J'y lis l'abandon. L'envie de tout lâcher et de se laisser glisser. Non. Je peine à respirer, contemplant de la manière la plus crue et primaire l'envie d'abandonner qui le saisit subitement. Arrête. Tout n'est pas foutu, tout n'est pas plié. Je suis là. On va s'en sortir, tu vas t'en sortir. Suffit d'y croire, suffit de gueuler… Suffit de se relever. Mais c'est trop tard. C'est plié dans son esprit. Il a déjà posé les armes et plus les secondes s'écoulent, plus je comprends que d'une certaine manière, il accepte pour nous deux la triste réalité.
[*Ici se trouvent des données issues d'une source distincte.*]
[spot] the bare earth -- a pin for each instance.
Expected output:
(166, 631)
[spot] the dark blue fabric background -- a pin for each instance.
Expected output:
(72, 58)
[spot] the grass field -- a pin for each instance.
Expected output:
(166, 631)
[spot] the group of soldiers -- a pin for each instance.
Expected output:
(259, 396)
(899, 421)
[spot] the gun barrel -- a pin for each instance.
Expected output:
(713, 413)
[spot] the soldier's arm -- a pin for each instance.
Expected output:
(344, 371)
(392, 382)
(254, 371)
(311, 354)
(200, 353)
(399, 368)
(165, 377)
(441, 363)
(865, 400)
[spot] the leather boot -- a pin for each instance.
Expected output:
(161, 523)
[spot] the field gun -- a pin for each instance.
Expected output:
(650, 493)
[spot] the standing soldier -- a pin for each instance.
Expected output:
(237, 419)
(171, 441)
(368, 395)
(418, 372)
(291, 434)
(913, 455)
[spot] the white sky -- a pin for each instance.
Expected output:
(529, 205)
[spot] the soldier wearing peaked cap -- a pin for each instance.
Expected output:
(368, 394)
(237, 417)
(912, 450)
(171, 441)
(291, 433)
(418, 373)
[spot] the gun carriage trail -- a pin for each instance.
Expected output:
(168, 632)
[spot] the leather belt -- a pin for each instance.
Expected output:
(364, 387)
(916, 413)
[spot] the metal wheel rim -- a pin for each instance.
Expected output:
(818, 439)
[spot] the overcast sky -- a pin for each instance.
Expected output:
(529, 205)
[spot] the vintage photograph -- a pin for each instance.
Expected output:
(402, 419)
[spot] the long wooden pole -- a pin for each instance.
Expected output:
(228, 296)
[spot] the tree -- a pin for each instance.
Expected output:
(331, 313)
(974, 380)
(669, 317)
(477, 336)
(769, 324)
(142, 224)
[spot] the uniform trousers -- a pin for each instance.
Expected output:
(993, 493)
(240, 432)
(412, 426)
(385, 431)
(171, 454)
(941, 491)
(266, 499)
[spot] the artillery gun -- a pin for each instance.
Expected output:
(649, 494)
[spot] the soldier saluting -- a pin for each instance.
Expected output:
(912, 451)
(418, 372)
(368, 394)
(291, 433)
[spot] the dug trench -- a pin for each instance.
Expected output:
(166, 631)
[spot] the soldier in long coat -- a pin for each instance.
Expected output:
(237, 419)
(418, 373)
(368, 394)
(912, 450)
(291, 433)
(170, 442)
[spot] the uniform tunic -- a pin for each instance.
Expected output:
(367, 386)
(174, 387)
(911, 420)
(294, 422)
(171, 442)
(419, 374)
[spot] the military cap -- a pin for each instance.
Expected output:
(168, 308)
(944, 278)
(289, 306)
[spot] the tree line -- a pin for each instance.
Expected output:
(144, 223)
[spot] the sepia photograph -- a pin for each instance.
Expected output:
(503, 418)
Sa main m'échappe et alors que je tente de refouler ce qui bouillonne au sein de mon coeur, je ne cesse de tenter de raffermir ma prise autour de ses doigts. Les chevalières blessent mes mains, égratignent ma paume mais je m'en fous. Je dois le sauver. Je dois le garder. Je ne peux pas me permettre de le laisser glisser. Lui peut penser que c'est la fin, je m'y refuse. Une rage presque désespérée me dévore les entrailles alors que les secondes glissent tout autant que ses doigts. La vérité aura bien vite fait de nous rattraper, mais je ne suis pas prêt. Je m'y refuse. Ça ne peut pas se terminer ainsi. Je ne peux pas le perdre après tout ça, et surtout pas comme ça. Je ne peux admettre qu'il va partir ainsi, sous mes yeux alors qu'impuissant, je devrais supporter son départ. Une larme vient perler au coin de son oeil, dévalant avec une lenteur presque douloureuse cette joue que je ne pourrais jamais caresser du bout des doigts. Non.
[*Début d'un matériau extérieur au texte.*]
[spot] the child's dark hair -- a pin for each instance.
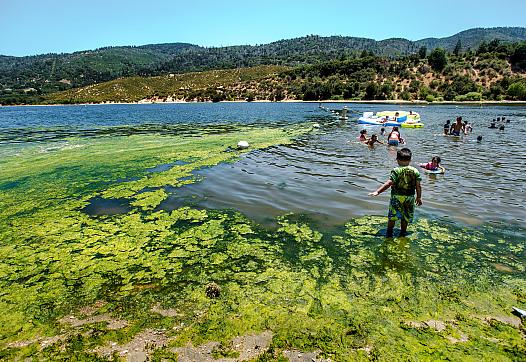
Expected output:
(404, 154)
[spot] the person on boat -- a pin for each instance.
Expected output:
(467, 128)
(374, 139)
(447, 126)
(394, 138)
(363, 136)
(433, 165)
(457, 127)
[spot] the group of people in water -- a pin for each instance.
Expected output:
(458, 128)
(393, 139)
(404, 180)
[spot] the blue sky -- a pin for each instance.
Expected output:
(29, 27)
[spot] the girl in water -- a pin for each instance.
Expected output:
(394, 138)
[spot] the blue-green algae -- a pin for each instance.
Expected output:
(351, 294)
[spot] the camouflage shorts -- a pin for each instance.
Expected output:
(401, 208)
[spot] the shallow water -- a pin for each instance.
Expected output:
(326, 174)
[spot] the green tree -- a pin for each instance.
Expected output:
(458, 48)
(518, 57)
(422, 52)
(517, 90)
(437, 59)
(371, 91)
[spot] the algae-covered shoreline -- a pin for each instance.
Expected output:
(138, 283)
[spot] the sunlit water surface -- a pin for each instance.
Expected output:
(327, 174)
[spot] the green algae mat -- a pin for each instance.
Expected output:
(143, 283)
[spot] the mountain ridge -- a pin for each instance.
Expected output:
(48, 73)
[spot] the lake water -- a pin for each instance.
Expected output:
(326, 174)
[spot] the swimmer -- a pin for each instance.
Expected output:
(447, 126)
(374, 139)
(467, 128)
(457, 127)
(363, 136)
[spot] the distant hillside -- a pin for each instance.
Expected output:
(52, 72)
(472, 38)
(498, 73)
(28, 79)
(201, 86)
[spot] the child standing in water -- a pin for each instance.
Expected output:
(404, 182)
(363, 136)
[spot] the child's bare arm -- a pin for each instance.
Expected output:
(418, 200)
(382, 188)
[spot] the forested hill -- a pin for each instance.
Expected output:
(26, 79)
(472, 38)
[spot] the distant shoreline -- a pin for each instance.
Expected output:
(391, 101)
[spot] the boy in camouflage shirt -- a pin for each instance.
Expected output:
(404, 182)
Tu ne peux pas me faire ça.

C'est ce que j'aimerais murmurer alors que mes doigts peinent à le retenir. Ça y est. C'est l'heure. Le destin s'est lassé de nos adieux et décide d'y mettre un terme. Il faut qu'on se sépare. Il faut que ses doigts quittent les miens et que j'accepte que je ne pourrais jamais plus croiser son regard. Seulement c'est trop dur. Trop violent, trop brutal et soudain aussi. La réalité m'assène une violente gifle et le souffle coupé, le coeur douloureux, je recueille les derniers mots que ses lèvres acceptent d'articuler. La larme termine de dévaler son visage et c'est mon prénom qui lui échappe. Mon prénom. Putain. Je serre les dents, ayant l'impression de me noyer, d'étouffer dans le tourbillon d'émotions qui tempête au sein de mon être. J'aimerais hurler. Je voudrais hurler. Presque autant que je veux le retenir. Mais les deux sont vains. Je n'ai le droit qu'à un dernier regard et c'est tout. Ses doigts glissent d'entre les miens et tout ce que j'ai le droit de garder, c'est l'une de ses chevalières. Et impuissant… J'assiste à sa chute. Un hurlement finit par m'échapper alors que je me retrouve seul, au milieu de la montagne en ruine. Mon cri retentit sur la parois rocheuse alors que je sens des larmes rouler le long de mes joues. J'aurais dû le sauver, j'aurais dû le rattraper. Mes doigts se referment douloureusement sur la dernière chose qui me raccroche à lui alors que pendant de longues minutes, je reste simplement là, à évacuer cette rage qui serre mon être.